La guerra ai narcotrafficanti si sposta in Messico; e nel farlo, la serie perde buona parte del suo fascino, avvicinandosi ad una comune produzione spettacolare.
Quello che ci aveva particolarmente colpito in Narcos era l’ottima trasposizione, pur romanzata, di fatti reali. Inserendo costantemente elementi storici e raccontando la storia in modo crudo ma anche vitale, specialmente nelle prime due stagioni, Narcos ha segnato una mezza rivoluzione nel modo di raccontare storie di malviventi.
Purtroppo Narcos: Mexico non raggiunge le stesse vette per una serie di fattori che andremo di seguito ad analizzare.
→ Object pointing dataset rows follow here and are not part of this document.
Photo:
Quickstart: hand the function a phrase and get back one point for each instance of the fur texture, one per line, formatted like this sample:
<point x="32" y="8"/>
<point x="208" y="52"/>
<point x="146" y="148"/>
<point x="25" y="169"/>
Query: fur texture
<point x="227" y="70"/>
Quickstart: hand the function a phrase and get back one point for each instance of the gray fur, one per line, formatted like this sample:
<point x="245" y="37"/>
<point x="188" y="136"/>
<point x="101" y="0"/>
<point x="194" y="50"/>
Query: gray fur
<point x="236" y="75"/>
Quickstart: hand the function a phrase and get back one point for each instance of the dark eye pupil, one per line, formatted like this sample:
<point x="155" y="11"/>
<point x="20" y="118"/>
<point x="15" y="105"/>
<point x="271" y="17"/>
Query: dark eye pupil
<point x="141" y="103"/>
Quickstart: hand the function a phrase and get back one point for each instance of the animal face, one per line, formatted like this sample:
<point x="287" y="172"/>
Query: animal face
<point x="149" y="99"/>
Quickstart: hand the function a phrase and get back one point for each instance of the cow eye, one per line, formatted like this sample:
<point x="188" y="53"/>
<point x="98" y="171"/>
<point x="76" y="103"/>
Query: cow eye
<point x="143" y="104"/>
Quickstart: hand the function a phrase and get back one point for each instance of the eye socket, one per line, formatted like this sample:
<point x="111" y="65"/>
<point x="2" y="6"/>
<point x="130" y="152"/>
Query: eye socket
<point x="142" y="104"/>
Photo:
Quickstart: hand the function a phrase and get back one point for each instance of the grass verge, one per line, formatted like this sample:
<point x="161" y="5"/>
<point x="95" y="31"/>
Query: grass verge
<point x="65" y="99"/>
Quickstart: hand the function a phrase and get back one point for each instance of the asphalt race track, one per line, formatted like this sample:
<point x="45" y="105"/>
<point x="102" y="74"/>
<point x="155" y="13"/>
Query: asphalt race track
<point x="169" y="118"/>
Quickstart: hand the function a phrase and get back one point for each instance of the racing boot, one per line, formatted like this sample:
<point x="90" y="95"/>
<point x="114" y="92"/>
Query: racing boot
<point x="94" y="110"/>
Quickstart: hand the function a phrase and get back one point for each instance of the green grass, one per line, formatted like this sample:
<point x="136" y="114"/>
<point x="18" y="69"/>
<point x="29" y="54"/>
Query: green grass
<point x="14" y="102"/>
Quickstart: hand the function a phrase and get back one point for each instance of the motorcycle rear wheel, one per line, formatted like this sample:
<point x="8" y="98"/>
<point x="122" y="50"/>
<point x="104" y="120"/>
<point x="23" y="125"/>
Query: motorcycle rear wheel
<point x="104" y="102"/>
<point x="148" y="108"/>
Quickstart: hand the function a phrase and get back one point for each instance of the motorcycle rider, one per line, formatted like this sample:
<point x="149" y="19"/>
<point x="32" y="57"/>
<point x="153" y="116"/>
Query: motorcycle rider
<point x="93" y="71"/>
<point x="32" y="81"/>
Temporalmente, Narcos: Mexico racconta la lotta al narcotraffico effettuato in Messico negli stessi anni in cui si combatteva la guerra con Pablo Escobar in Colombia, proseguendo poi negli anni successivi fino allo smantellamento (almeno apparente) di un connivente apparato statale. Vedremo la nascita del cartello di Sinaloa e la difficile convivenza con le altre organizzazioni criminali del Messico mentre dall’altra parte gli agenti della Dea e una piccola parte degli investigatori messicani si troveranno ad avere spesso i bastoni fra le ruote messi da apparati corrotti dello Stato.
Dal punto di vista del modo di raccontare la storia, Narcos: Mexico riprende a grandi linee quanto visto nelle tre stagioni di Narcos, ma rispetto alla serie padre manca oggettivamente qualcosa: oltre all’effetto sorpresa, le scene d’azione sono poco realistiche, con armi dai caricatori infiniti, armi che sparano senza tenere il grilletto premuto e situazioni spesso al limite del non accettabile parossismo.
Punto assolutamente negativo di Narcos: Mexico è il modo nel quale i malviventi sono tratteggiati: quasi sempre in modo fin troppo benevolo, come a volerli accostare allo spettatore. Se in Narcos vi era una netta distinzione tra i buoni ed i cattivi, in Narcos: Mexico la cosa è molto più sfumata. Si tratta di un approccio assolutamente esecrabile e che rivedremo in film e serie similari nostrane, da Romanzo Criminale a Gomorra; oltre a inviare un pessimo messaggio verso determinate fasce di popolazione, nelle quali si spinge ad ingenerare una sorta di idolatria verso i criminali, si tratta di un incommentabile modo di raccontare la realtà. Probabilmente l’ennesimo esempio della decadenza dei nostri tempi.
Narcos: Mexico vede ovviamente un cast completamente rinnovato, fatte salve alcune figure che avevamo visto già in Narcos; cast che al contrario della serie originale non stupisce per potenza di recitazione.
Tra i pochi a spiccare, oltre ai ritorni da Narcos, ricordiamo solo Diego Luna (The Terminal, Milk, Elysium, Rogue One: A Star Wars Story, Andor), Jose Maria Yazpik, Alejandro Edda e Gerardo Tarracena. Sulla linea di galleggiamento Joan Cosio e Scoot McNairy (Promised Land); il resto del cast, e parliamo di decine e decine di persone, naviga nell’anonimato o peggio, incluso Michael Pena (Shooter, World Invasion: Battle Los Angeles, Fury, Sopravvissuto – The Martian, Ant-Man And The Wasp), attore statunitense che deve probabilmente le sue fortune più alle sue idee politiche che ad una reale bravura davanti alla macchina da presa.
Narcos: Mexico è una serie che perde per strada buona parte delle unicità che aveva fatto grande la serie sulla lotta a Pablo Escobar; eppure, nonostante questo e nonostante alcuni attori siano più irritanti che cani, Narcos: Mexico porta a casa un risultato insperato. Forse grazie alla possibilità di inserire trame e sottotrame, la serie riesce comunque a farsi gradire nelle tre stagioni che la compongono ed è un discreto compendio di Narcos. Il ritmo è sempre alto, e tutto sommato la serie è una di quelle che si può vedere senza rimorsi.